As Crónicas de um Viciado - 110 Anos de Lancia
- Gonçalo Sampaio
- 27 de dez. de 2016
- 3 min de leitura

Ah, a Lancia.
A bela, elegante, charmosa e encantadora Lancia. A injustiçada, esquecida e negligenciada Lancia. Dos vários atentados terroristas que aconteceram no mundo automóvel, como a morte da Pontiac ou o fim dos Ferraris de caixa manual, aquilo que fizeram à Lancia deve ser o que mais me choca.
Mas antes de falar da tragédia italiana do alfabeto grego, vou recordar um pouco o porquê de ainda haver tanto carinho e tanto amor por esta marca.

Para quem nasceu após o ano 2000, pode ser complicado conceber que a marca dos Phedras e dos Musas e restantes vasectomias motorizadas despertasse tantas paixões, mas para quem é da minha geração, ou mais velho, faz todo o sentido.

Não vou mentir, a razão principal para eu ser um amante dos Lancias são os rallies. Cresci a ver imagens do Delta Integrale conquistar título após título, com riscas da Martini Racing a percorrer as zonas da pintura branca que não estavam cobertas de lama. Que máquina gloriosa, só viria a ser derrotado pelo Toyota Celica GT-Four, 10 anos mais recente. E o que é realmente fascinante, é pensar que o Integrale foi o carro de corrida civilizado, porque os antecessores eram ainda mais excêntricos. Desde o S4, que fazia 0-100km/h numa estrada de gravilha em 2.3 segundos, ao Fulvia HF com a sua tracção dianeira e motor V4 montado num ângulo de 45º. E sem esquecer o meu favorito, o absolutamente perfeito 037.



Mas há tantas outras razões para amar a Lancia, quer na competição, quer fora dela, parece haver sempre uma aura de estilo à volta da marca do Elefantino, quer seja nos interiores em madeira e estofos camel, quer nos alargamentos das rodas de um Beta Montecarlo de Grupo 5, há qualquer coisa de único, um charme menos óbvio, um pouco menos de estrela porno, e um pouco mais de artista erótica, para a comparar a uma Ferrari ou Alfa Romeo.

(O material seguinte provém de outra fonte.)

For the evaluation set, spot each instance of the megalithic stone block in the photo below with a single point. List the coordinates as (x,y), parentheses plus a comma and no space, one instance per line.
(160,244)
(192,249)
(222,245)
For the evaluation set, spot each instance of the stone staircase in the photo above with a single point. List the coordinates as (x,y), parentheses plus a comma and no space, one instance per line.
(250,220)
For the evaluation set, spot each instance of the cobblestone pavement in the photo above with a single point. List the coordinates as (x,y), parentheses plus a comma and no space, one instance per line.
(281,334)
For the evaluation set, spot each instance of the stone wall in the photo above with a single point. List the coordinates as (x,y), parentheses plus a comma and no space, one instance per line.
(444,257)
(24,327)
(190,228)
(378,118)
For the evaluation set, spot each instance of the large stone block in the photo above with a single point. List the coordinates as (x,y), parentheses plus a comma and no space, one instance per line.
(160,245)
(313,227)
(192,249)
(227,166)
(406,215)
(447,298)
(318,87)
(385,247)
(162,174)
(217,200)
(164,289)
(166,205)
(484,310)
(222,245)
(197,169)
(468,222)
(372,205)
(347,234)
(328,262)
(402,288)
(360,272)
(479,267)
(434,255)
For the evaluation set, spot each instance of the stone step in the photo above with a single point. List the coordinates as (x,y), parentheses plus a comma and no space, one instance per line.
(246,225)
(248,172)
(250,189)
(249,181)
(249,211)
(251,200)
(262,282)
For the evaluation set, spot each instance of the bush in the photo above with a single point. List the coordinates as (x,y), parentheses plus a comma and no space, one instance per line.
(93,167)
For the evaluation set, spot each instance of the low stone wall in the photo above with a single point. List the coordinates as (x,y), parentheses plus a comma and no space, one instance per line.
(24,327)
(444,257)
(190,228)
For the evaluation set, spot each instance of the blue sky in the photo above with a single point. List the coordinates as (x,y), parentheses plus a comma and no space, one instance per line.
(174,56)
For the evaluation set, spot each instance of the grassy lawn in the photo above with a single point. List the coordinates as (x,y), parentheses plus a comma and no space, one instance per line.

E falando em Ferrari, quantas outras marcas tiveram acesso aos motores do colosso italiano? Nenhuma, mas a Lancia teve, tanto no Stratos como no Thema 8.32, porque o Sr. Enzo sabia que estava a "dever uma" à Lancia, por ter usado o seu carro de Fórmula 1, o D50, para levar a Scuderia Ferrari às vitórias.



Esse era o nível de respeito que havia antigamente, mas dos anos 90 para cá, foi uma queda a pique, e agora só existe um modelo da Lancia, o Ypsilon, que já só é comercializado em Itália. Há um mês a marca fez 110 anos, quanta gente ouviram falar sobre isso?

Para mim tudo começou com a segunda geração do Delta, um carro muito bem feito, superior até ao modelo anterior nas versões base, mas completamente sem sal. A partir daí foi o início do fim, até começarem as monovolumes e os Chrysler, e, finalmente, a morte já há muito anunciada. Os últimos Lancias brutais foram os Kappa, com a plataforma do Alfa 166 e motores que incluíam o Busso V6 e o 5 cilindros turbo que se encontrava no Fiat Coupé.



Não há uma mensagem de esperança no fim deste artigo, da mesma forma que não houve quando escrevi um sobre a morte do Elefantino, mas para todos os efeitos, a marca ainda existe, e apesar de nos últimos 20 anos não ter brilhado com a intensidade que merecia, o resto da sua existência é puro glamour. Por agora não me despeço dela, limito-me a desejar-lhe a continuação de um feliz aniversário, e um feliz ano de 2017, que bem precisa. E já agora, para os leitores também.